June 4, 2018, Story by Ron Hurtibise Contact Reporter South Florida Sun Sentinel
There hasn’t been much good insurance news to report for Florida property owners over the past several years.
Premiums for most South Florida policyholders have increased significantly over the past three years — a result of claims abuses and sharp upticks in costly litigation for major insurance carriers.
And those factors are expected to trigger rate hikes for most area property owners again this year.
But here’s a bright spot, such as it is: Your 2018 policy cost won’t increase as much as insurance executives had expected following $140 billion in catastrophe losses last year from events that included hurricanes Irma, Harvey and Maria, and wildfires in California.
That’s because rates for reinsurance — which is the insurance that insurance companies pay to help them pay claims after a catastrophe — only increased an average 1.2 percent for the 2018 Florida hurricane season that began June 1, according to a report released late last week by JLT Re, a unit of Jardine Lloyd Thompson Group PLC, a London-based provider of insurance advice and brokerage services.
he increase is a turnaround from the previous six years of reinsurance rate decreases. But a 1.2 percent increase is considerably lower than what most insurers were expected to pay, JLT Re’s report said.
Paresh Patel, president of Tampa-based Homeowners Choice Insurance, said investors expected the heavy losses from 2017 to trigger rate increases ranging from 10 percent to 20 percent, which would have sent individual property owners’ premiums up by similar percentages.
But “because everyone thought that, all this money came pouring into the marketplace [from investors] wanting a piece of the action,” he said.
And because so much money was available to sell to insurance companies, reinsurers had to keep rates low just to compete, Patel said.
“Suddenly, you ended up with too much [capital] chasing the business. So the rate increases didn’t happen.”
And while that might not have made the investors happy, it’s a windfall for policyholders, he said.
“Once in a while, Florida gets lucky,” Patel said.
Reinsurance rates as a whole are 40 percent lower than they were in 2012, JLT Re said.
One of the biggest reasons is investors have found they can realize higher yields in the reinsurance market than they can by parking their money in bonds and other traditional investments, said Jay Neal, president and CEO of the Florida Association for Insurance Reform (FAIR), a Fort Lauderdale-based nonprofit insurance watchdog group.
That has enticed “alternative capital” such as “insurance-linked securities markets” to enter the reinsurance game, leading to situations like this year’s “negligible rate rises despite Florida having recently suffered its first landfalling hurricane since 2005,” JLT Re’s report said.

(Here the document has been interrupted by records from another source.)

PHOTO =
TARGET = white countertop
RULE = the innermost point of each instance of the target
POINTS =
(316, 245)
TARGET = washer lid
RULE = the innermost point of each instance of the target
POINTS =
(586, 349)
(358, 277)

“This is a significant contrast to previous large-loss years which were all followed by significant — often double-digit — rate increases,” the report said.
Another reason reinsurance rates remain low in Florida is that hurricane risk isn’t as concentrated along Florida’s coast as it was in the 1960s and ’70s, Neal said. “Reinsurance costs continue to improve for Florida because other areas of the world are building up coastal real estate,” he said.

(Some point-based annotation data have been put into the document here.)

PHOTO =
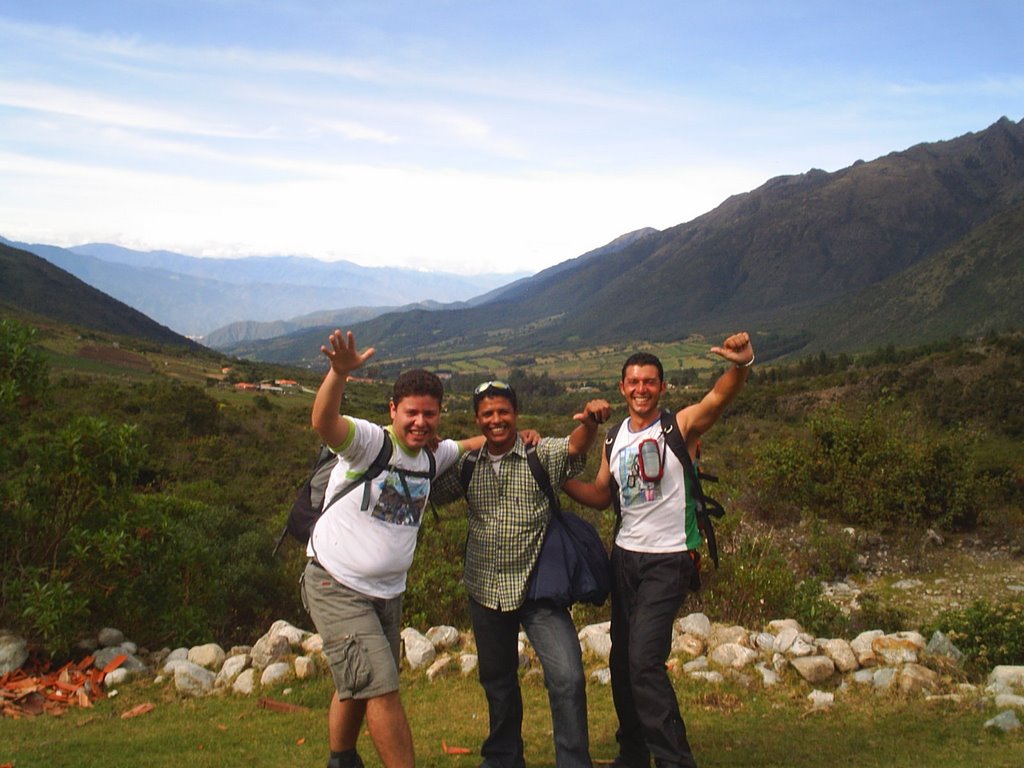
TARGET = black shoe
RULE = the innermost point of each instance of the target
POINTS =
(622, 762)
(349, 759)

The sustainability of insurance markets, and the cost of insurance, correlates with how wide risk is spread — both geographically and what risks are covered, Neal said. For instance, an insurer with policies spread equally across 50 states is far less likely to be put out of business by a Florida hurricane than a company with all of its policies in Florida.

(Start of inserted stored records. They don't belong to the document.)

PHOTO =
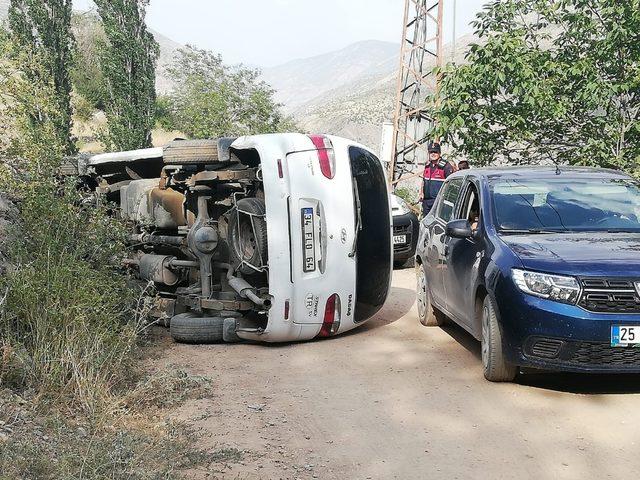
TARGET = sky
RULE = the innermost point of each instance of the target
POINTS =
(270, 32)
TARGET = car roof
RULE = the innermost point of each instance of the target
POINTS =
(541, 172)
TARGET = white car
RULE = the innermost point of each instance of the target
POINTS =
(270, 238)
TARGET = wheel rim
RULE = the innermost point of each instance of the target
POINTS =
(422, 292)
(485, 336)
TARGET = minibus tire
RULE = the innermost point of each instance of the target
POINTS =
(197, 330)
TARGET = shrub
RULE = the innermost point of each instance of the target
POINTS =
(68, 327)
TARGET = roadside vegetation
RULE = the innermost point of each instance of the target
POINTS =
(76, 399)
(547, 82)
(216, 100)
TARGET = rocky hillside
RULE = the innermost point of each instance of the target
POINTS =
(302, 81)
(356, 109)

Spreading risk is why FAIR would like the federal government to require homeowners with federally backed mortgages in California, Washington and Oregon to carry earthquake insurance, he said.
Currently, there’s no such requirement for residents of those states, even though Floridians with federally backed mortgages must buy hurricane insurance.
“That’s the real way to get Florida property insurance rates lower — make residents of West Coast states buy earthquake insurance,” Neal said.
As for whether the cheap reinsurance trend continues for Florida, Patel said investors will have their eyes on a few key indicators, including how much unresolved Irma claims winding their way through the courts will increase total insured losses from the storm beyond the current tally of $8.6 billion, as well as insurers’ ongoing battle against third-party claims assignments driving up losses and lawsuits.
And if Florida and the United States overall gets hit by another round of hurricanes like in 2017, “I don’t think [reinsurers] are going to be that thrilled about it,” Patel said.
Still, Neal cautioned against rooting against reinsurers making money. Insurance regulators require Florida’s private market insurers to have enough surplus and reinsurance capital on hand to pay maximum losses following a storm with a probability of occurring once every 100 years.
Florida has about 120 private-market insurers, and it’s vital that reinsurance remain available and affordable to them, he said. Otherwise, options could dwindle like they did after the storms of 2004-05, leaving state-run Citizens as the only option for 1.6 million.
“The reality is the fact that [reinsurers] have capital deployed the way they do makes Florida’s private insurance industry possible,” he said.